[Biopython] Searching a local copy of the PDB

Steve Darnell darnells at dnastar.com
Fri Jul 24 14:15:09 UTC 2009


Greetings,

You could also do this using the PDB Advanced Search option.  Although not a scriptable solution, it's perfect for a few manual queries.  Here are my suggested parameters:

Match **all** of the following conditions

Subquery 1: Keyword: Advanced, Keywords: **carbonic andydrade** (did you mean anhydrase?), Search Scope: **Full Text**
Subquery 2: Sequence Features: Number of Chains, Between: **2** and **<blank>**

**<checkbox>** Remove Similar Sequences at **30%** Identity

Query comes back with 12 structures and 25 unreleased structures for "carbonic anhydrase."  No results for "andydrade."

Regards,
Steve Darnell


-----Original Message-----
From: biopython-bounces at lists.open-bio.org [mailto:biopython-bounces at lists.open-bio.org] On Behalf Of Peter
Sent: Friday, July 24, 2009 4:39 AM
To: chen Ku
Cc: biopython at lists.open-bio.org
Subject: [Biopython] Searching a local copy of the PDB

Hi Chen,

When replying to a digest email, it is a good idea to change the subject line to something specific.

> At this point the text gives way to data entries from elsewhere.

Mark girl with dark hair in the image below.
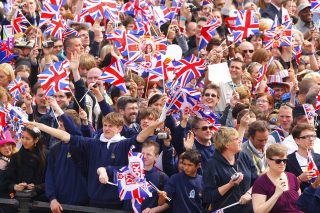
[4,128,47,200]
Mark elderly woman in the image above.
[4,128,47,199]
[203,127,257,213]
[252,144,302,213]
[0,63,15,88]
[0,131,16,197]
[256,93,274,115]
[286,123,320,191]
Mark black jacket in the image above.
[203,150,258,213]
[286,152,320,192]
[4,146,47,195]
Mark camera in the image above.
[18,2,26,9]
[42,41,54,48]
[157,132,169,140]
[230,172,240,181]
[189,4,201,12]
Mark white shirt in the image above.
[280,135,320,155]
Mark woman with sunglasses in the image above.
[286,124,320,191]
[203,127,258,213]
[252,144,302,213]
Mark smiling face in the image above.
[201,89,219,109]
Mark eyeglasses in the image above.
[299,135,317,140]
[242,50,254,53]
[269,158,288,164]
[256,99,269,103]
[204,93,217,98]
[195,126,213,131]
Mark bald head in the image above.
[87,67,102,85]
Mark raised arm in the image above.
[25,122,71,143]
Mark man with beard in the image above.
[117,96,140,133]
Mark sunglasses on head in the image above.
[204,93,217,98]
[195,126,213,131]
[242,50,254,53]
[269,158,288,164]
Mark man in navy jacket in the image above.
[26,112,163,209]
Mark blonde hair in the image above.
[266,144,288,159]
[0,63,15,81]
[214,127,238,153]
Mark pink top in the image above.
[252,172,302,213]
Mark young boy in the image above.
[159,150,203,213]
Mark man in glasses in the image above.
[241,120,269,175]
[270,103,293,143]
[191,117,214,173]
[281,104,320,154]
[239,41,254,66]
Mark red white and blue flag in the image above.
[0,40,15,64]
[38,61,69,96]
[117,147,152,213]
[8,76,26,101]
[292,45,302,65]
[263,16,292,49]
[310,0,320,13]
[307,153,319,181]
[172,55,206,87]
[99,60,127,93]
[45,15,66,39]
[252,57,273,95]
[199,19,221,51]
[233,10,259,43]
[12,13,31,33]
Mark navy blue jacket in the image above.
[296,186,320,213]
[203,150,258,212]
[141,167,169,210]
[164,172,203,213]
[70,135,140,205]
[45,142,89,205]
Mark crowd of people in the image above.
[0,0,320,213]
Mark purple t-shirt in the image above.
[252,172,302,213]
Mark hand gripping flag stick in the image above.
[148,181,171,202]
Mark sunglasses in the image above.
[195,126,214,131]
[204,93,217,98]
[299,135,317,140]
[242,50,254,53]
[269,158,288,164]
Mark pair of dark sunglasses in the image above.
[269,158,288,164]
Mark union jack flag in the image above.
[310,0,320,13]
[106,29,128,56]
[39,1,60,27]
[316,92,320,112]
[0,40,15,64]
[292,45,302,65]
[85,0,117,22]
[308,153,319,181]
[8,76,26,101]
[99,60,127,93]
[0,107,7,140]
[172,55,206,87]
[153,5,174,27]
[117,147,152,212]
[263,16,292,49]
[302,104,317,118]
[45,15,66,38]
[62,26,79,41]
[252,57,273,94]
[12,13,31,33]
[38,61,69,96]
[199,19,221,51]
[233,10,259,43]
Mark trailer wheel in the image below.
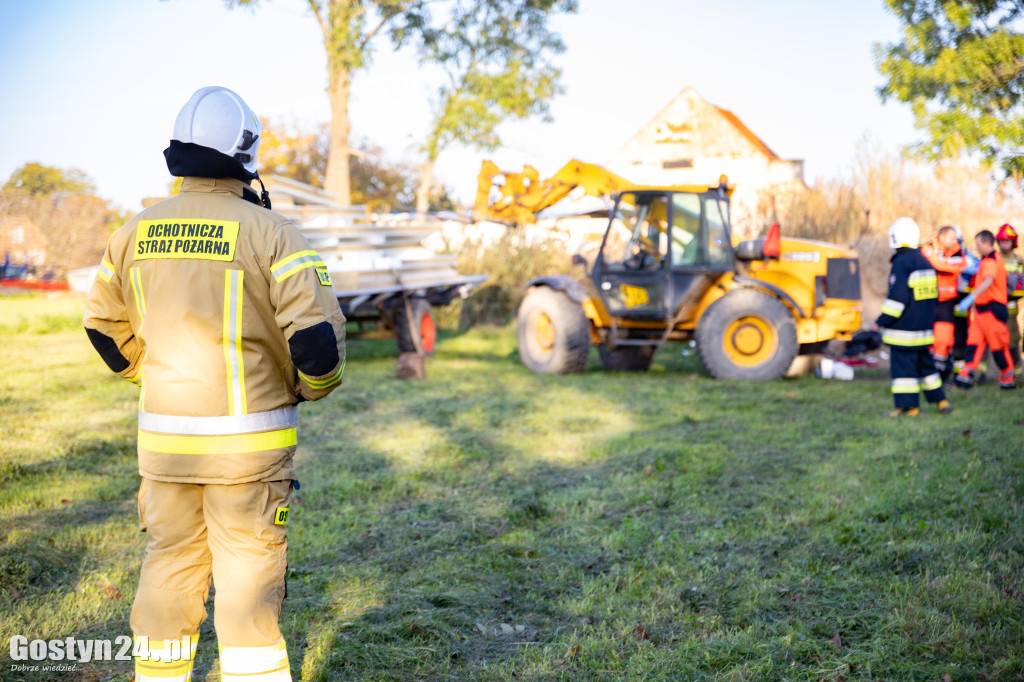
[394,298,437,357]
[597,343,657,372]
[695,289,800,381]
[516,287,590,374]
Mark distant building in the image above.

On Fri, Jul 24, 2009 at 3:28 AM, chen Ku<biopython.chen at gmail.com> wrote:
> Hi
>         I got successed in downloading all the pdb file by biopython module.

Good.

> But now I want to fectch an output file where my  keyword word is 
>('carbonic andydrade')
> second criteria is >=2 chains
> third criteria is homology =30%
>
> Can you please write me few lines of codes to do it as I have some 
> problem in doing this.Please suggest me step by step if possible as I 
> am struggling for few days in this .

If I understand you correctly, you have download all the PDB files to your computer (as plain text PDB format data). And now you want to search them?

Are you using Unix or Windows? There are several Unix command line tools like grep, which are very good at searching plain text files. That might be a good way to look for PDB files containing the words 'carbonic andydrade'.

I'm not sure what the fastest way to count the chains in a PDB file would be. If you only find a few hundred PDB files with 'carbonic andydrade', it might be OK just to parse them with Bio.PDB and count the chains that way.

Finally, your third criteria is homology =30% - but homology to what?
And how are you measuring homology? I guess you mean 30% sequence identity to a reference carbonic andydrade protein?

If what you want to do is take a known carbonic andydrade protein, and search the PDB for similar sequences then there are better ways to do this. I would run BLASTP against the PDB sequences.
You can do this at the NCBI via their webpages, or from within Biopython using the Bio.Blast.NCBIWWW.qblast function.